[tag]Domestic violence facts[/tag] and causes can mask the pain of family violence and force it to remain a hidden epidemic. Yet the facts are simple: domestic violence occurs in every hideyhole of current society – rural women, professionals, African-American, El Salvador and Guatemala, high society and low-income… men and women.

And what helps keep it hidden is perceptions. Perceptions of what ‘they’ will think. Halley Allcott’s experience this week is an indicator.

Eleven years ago domestic violence forced her and her children across Canada in search of a new life, and she’d resolved to speak out to help educate people. But it was easier said than done.

Preparing for an interview with Kathy Michaels of the Penticton Western News she said:
“This morning I made excuses to myself, I thought what if people I know read (the story), what will they think?”

“I was saying the same things to myself that society says in general … I was saying the things that people just shouldn’t think.

“We all say, ‘abuse doesn’t happen to me, it happens to people who are low income, or people who are Indo Canadian’ — that’s the big news now,” she said.

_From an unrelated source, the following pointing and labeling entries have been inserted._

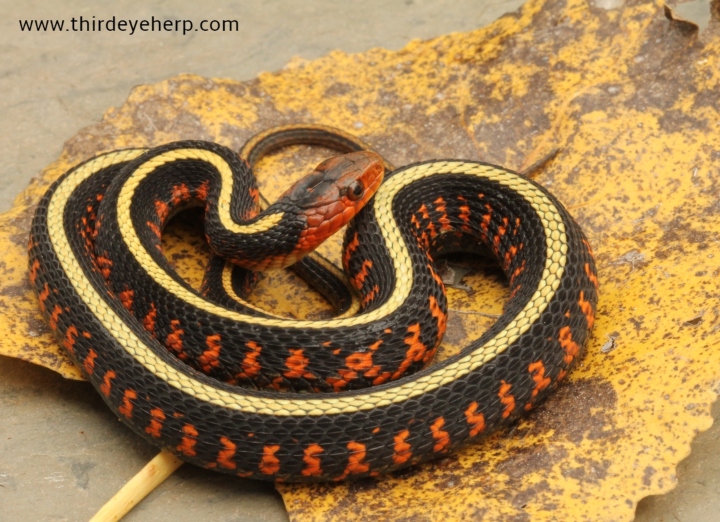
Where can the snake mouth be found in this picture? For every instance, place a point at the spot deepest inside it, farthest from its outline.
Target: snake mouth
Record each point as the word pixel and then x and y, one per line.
pixel 333 194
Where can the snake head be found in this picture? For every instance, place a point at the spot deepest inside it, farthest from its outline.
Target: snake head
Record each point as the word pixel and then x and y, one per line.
pixel 333 194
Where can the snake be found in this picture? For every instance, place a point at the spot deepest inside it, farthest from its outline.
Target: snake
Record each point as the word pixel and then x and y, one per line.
pixel 228 386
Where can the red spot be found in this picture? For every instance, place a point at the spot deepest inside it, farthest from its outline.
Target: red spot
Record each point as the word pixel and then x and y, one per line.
pixel 57 310
pixel 202 190
pixel 70 337
pixel 127 405
pixel 537 369
pixel 187 443
pixel 436 277
pixel 356 460
pixel 250 365
pixel 359 278
pixel 371 295
pixel 174 340
pixel 439 315
pixel 416 352
pixel 475 419
pixel 402 448
pixel 155 229
pixel 226 454
pixel 180 194
pixel 209 358
pixel 356 363
pixel 591 276
pixel 312 461
pixel 296 365
pixel 156 422
pixel 89 362
pixel 444 221
pixel 105 265
pixel 586 307
pixel 149 321
pixel 507 399
pixel 106 386
pixel 162 210
pixel 269 463
pixel 571 347
pixel 33 271
pixel 442 438
pixel 126 298
pixel 43 296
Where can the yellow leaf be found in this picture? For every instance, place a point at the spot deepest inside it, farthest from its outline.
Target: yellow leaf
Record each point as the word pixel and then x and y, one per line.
pixel 629 103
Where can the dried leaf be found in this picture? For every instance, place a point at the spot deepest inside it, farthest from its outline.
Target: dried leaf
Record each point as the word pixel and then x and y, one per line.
pixel 631 107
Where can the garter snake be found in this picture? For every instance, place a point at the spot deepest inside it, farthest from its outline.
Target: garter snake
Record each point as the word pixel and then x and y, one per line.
pixel 202 380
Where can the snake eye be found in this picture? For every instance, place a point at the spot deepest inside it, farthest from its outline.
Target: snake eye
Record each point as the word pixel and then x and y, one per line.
pixel 355 191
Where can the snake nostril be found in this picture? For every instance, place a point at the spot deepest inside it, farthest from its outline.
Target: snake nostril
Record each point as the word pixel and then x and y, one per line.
pixel 355 191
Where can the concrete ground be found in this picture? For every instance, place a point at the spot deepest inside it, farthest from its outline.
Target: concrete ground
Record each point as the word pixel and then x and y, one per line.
pixel 62 453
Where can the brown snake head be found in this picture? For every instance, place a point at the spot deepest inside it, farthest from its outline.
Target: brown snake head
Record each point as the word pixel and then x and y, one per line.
pixel 331 196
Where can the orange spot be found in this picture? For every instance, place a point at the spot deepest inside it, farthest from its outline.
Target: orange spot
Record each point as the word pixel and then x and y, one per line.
pixel 54 317
pixel 269 463
pixel 126 298
pixel 439 315
pixel 106 386
pixel 464 215
pixel 350 250
pixel 296 365
pixel 357 362
pixel 33 271
pixel 105 265
pixel 475 419
pixel 441 437
pixel 156 422
pixel 359 278
pixel 226 454
pixel 402 448
pixel 436 277
pixel 507 399
pixel 443 220
pixel 589 248
pixel 519 270
pixel 201 191
pixel 209 358
pixel 149 321
pixel 89 362
pixel 174 340
pixel 162 210
pixel 127 405
pixel 591 276
pixel 155 229
pixel 586 307
pixel 250 365
pixel 43 296
pixel 510 255
pixel 180 194
pixel 537 369
pixel 571 347
pixel 70 337
pixel 187 443
pixel 417 351
pixel 312 461
pixel 356 459
pixel 371 295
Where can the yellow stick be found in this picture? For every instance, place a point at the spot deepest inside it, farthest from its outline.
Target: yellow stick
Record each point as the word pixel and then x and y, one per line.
pixel 150 477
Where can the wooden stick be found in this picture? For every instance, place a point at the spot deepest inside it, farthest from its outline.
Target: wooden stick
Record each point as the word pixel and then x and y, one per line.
pixel 150 477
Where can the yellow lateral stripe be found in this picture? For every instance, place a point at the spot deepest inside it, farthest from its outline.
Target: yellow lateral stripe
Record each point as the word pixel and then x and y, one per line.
pixel 301 405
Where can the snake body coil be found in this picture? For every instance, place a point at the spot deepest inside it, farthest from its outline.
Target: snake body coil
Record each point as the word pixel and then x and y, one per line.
pixel 141 334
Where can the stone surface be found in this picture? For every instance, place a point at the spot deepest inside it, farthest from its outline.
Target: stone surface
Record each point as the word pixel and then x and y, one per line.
pixel 61 453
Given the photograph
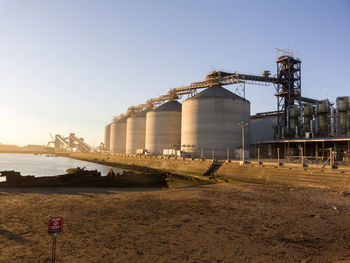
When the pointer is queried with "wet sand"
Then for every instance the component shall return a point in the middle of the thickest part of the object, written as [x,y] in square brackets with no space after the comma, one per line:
[211,223]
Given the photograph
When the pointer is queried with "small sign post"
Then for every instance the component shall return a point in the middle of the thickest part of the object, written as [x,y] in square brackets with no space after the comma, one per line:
[55,227]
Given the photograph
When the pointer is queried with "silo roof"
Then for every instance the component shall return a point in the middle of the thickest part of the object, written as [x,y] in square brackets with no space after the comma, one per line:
[140,114]
[122,120]
[172,105]
[217,92]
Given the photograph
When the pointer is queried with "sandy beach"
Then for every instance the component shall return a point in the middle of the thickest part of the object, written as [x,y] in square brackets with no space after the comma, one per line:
[208,223]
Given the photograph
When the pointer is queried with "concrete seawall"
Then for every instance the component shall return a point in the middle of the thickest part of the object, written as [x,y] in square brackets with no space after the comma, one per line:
[177,166]
[288,174]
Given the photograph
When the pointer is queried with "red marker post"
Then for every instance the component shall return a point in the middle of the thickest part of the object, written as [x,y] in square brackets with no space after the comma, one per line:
[55,227]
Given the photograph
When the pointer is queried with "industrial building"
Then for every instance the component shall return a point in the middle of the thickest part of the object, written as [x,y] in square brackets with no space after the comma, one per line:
[216,123]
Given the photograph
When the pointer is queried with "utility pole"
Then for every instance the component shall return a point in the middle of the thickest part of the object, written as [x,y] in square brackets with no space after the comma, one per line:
[243,124]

“But that’s not the case. They say one in five women face abuse of some kind. Abuse isn’t prejudiced against status or race, so look around you, there’s someone you know who is dealing with verbal, physical or emotional abuse, and we have to speak up and start educating people.”

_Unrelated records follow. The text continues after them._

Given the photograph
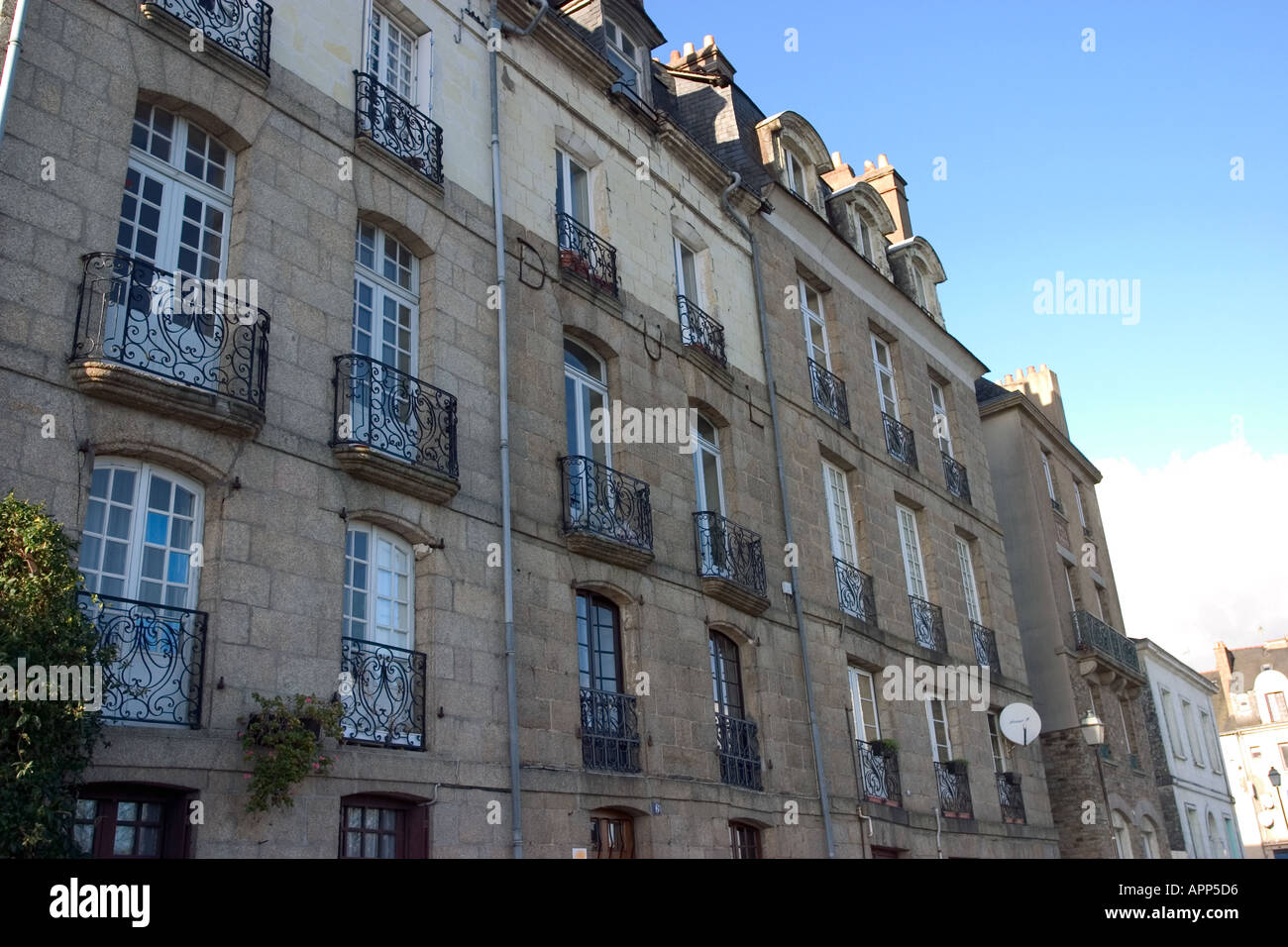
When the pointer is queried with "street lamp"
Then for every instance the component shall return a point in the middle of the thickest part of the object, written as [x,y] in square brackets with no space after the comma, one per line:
[1094,732]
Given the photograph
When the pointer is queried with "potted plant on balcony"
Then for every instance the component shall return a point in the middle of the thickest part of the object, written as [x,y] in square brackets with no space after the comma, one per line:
[283,742]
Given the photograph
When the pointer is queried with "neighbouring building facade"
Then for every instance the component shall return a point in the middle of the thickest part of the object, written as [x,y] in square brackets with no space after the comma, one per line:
[1104,796]
[1250,712]
[1189,770]
[250,321]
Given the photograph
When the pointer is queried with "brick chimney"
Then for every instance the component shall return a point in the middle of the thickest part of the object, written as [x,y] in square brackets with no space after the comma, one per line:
[890,184]
[1043,389]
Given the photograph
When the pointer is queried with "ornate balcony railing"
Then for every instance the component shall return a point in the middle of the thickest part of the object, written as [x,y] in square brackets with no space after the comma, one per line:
[609,731]
[953,784]
[588,256]
[244,27]
[739,751]
[395,414]
[986,647]
[900,441]
[726,551]
[385,699]
[398,127]
[879,766]
[699,330]
[954,475]
[927,624]
[854,591]
[605,502]
[1010,796]
[160,651]
[1096,635]
[828,392]
[204,337]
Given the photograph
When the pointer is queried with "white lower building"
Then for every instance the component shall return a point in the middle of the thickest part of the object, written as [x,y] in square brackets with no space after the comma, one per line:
[1196,768]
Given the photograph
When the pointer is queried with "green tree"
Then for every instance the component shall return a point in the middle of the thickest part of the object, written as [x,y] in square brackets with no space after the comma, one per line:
[44,745]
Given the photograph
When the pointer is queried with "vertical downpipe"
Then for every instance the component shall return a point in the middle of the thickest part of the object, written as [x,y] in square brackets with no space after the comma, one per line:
[824,801]
[511,681]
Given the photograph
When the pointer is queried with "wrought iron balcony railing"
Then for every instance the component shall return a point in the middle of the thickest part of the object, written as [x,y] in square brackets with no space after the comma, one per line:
[588,256]
[156,674]
[204,335]
[395,414]
[609,731]
[986,647]
[953,785]
[901,442]
[605,502]
[879,766]
[699,330]
[927,624]
[726,551]
[1096,635]
[244,27]
[854,591]
[1010,796]
[398,127]
[739,751]
[954,475]
[385,705]
[828,392]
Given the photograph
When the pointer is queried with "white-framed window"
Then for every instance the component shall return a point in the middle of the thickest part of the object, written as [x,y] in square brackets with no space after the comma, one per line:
[572,189]
[1001,761]
[1122,836]
[398,58]
[377,586]
[936,718]
[1170,719]
[911,545]
[1125,716]
[940,408]
[706,467]
[838,513]
[1046,471]
[585,389]
[884,364]
[863,699]
[687,273]
[175,215]
[1077,499]
[815,328]
[967,567]
[625,54]
[385,299]
[863,235]
[141,531]
[798,175]
[1188,716]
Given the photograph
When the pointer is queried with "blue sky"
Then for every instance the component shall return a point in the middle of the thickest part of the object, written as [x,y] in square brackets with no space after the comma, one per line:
[1107,163]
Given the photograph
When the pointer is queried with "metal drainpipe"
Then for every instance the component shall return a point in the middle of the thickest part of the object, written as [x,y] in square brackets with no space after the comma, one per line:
[511,680]
[11,59]
[787,513]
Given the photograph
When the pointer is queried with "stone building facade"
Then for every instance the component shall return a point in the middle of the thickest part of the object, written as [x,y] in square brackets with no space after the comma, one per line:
[292,484]
[1250,712]
[1104,796]
[1190,770]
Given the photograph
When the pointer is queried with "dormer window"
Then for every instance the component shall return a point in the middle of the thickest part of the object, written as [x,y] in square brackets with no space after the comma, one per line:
[625,55]
[797,175]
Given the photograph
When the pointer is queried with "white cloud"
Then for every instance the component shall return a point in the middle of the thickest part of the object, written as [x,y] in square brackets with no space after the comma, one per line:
[1198,548]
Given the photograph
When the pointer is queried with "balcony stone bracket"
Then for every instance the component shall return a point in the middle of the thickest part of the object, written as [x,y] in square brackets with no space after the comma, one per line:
[179,34]
[364,463]
[733,594]
[608,551]
[141,389]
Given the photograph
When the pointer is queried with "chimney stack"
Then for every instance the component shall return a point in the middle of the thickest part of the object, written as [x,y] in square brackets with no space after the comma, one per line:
[890,185]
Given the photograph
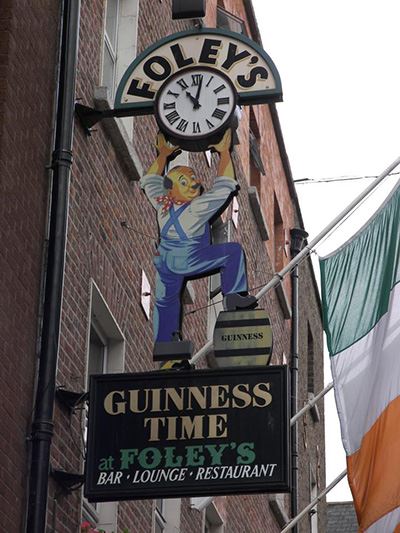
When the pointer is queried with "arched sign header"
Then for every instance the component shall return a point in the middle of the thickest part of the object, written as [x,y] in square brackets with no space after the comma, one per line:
[248,66]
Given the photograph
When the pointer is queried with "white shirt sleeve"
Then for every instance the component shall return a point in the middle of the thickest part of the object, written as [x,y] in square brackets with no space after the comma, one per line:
[206,205]
[153,186]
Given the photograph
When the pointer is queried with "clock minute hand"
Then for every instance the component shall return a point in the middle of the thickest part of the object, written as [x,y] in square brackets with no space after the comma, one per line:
[194,100]
[197,104]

Domestic violence is one of the major health problems facing families today.

Collaboration between medical professionals and community organizations is one way to effectively educate the public on domestic violence. Health care systems are particularly suited to preventing violence, as they have contact with victims and their families. By focusing on prevention, health professionals can reduce the need to treat the symptoms of violence.

Mandatory reporting of domestic violence by paramedics, domestic violence screening in hospitals and domestic violence awareness to look for signs of abuse can also help.

But it is not the complete answer. For instance, although empirical research has accumulated over the past 20 years regarding African Americans and domestic violence, many questions remain about African American perceptions of domestic violence. What constitutes domestic violence to one person is acceptable behavior to another.

Racism is an additional obstacle for the African-American victim of domestic violence. Many have extreme difficulty in obtaining adequate resources to leave an abuser and continue a life free from abuse.

Doubt about the definition of domestic violence is not restricted to one racial group, either. Domestic violence as defined by our criminal justice system bears little resemblance to the abuse inflicted on over half a million women by intimate partners each year.

One study found that the disconnect between battering as it is practiced and battering as it is criminalized is vast and it is significant. Law’s failure to define accurately the nature and harm of domestic violence negates the experiences of victims and effectively places battering outside the reach of criminal sanctions.

In fact, another study found that most bailbond agents refer to domestic violence suspects as “the bread and butter” of their livelihood. A large cash bail ($30,000 to $50,000 on average) is typically required for the pretrial release of domestic violence suspects, thus generating extremely high profits for the bailbond agent (about 10% of the full bail amount). Second, because combative spouses are more likely than other offenders to have criminal charges against them dropped by courts, bailbond agents consider domestic violence suspects “safe clients”.

Alcott says society has chosen not to see domestic violence.

“People need to know that they have the control, and you can’t give that control away,” she said. “We have to take responsibility — it’s not our fault, but we have to learn to not get into situations where we give our power away.”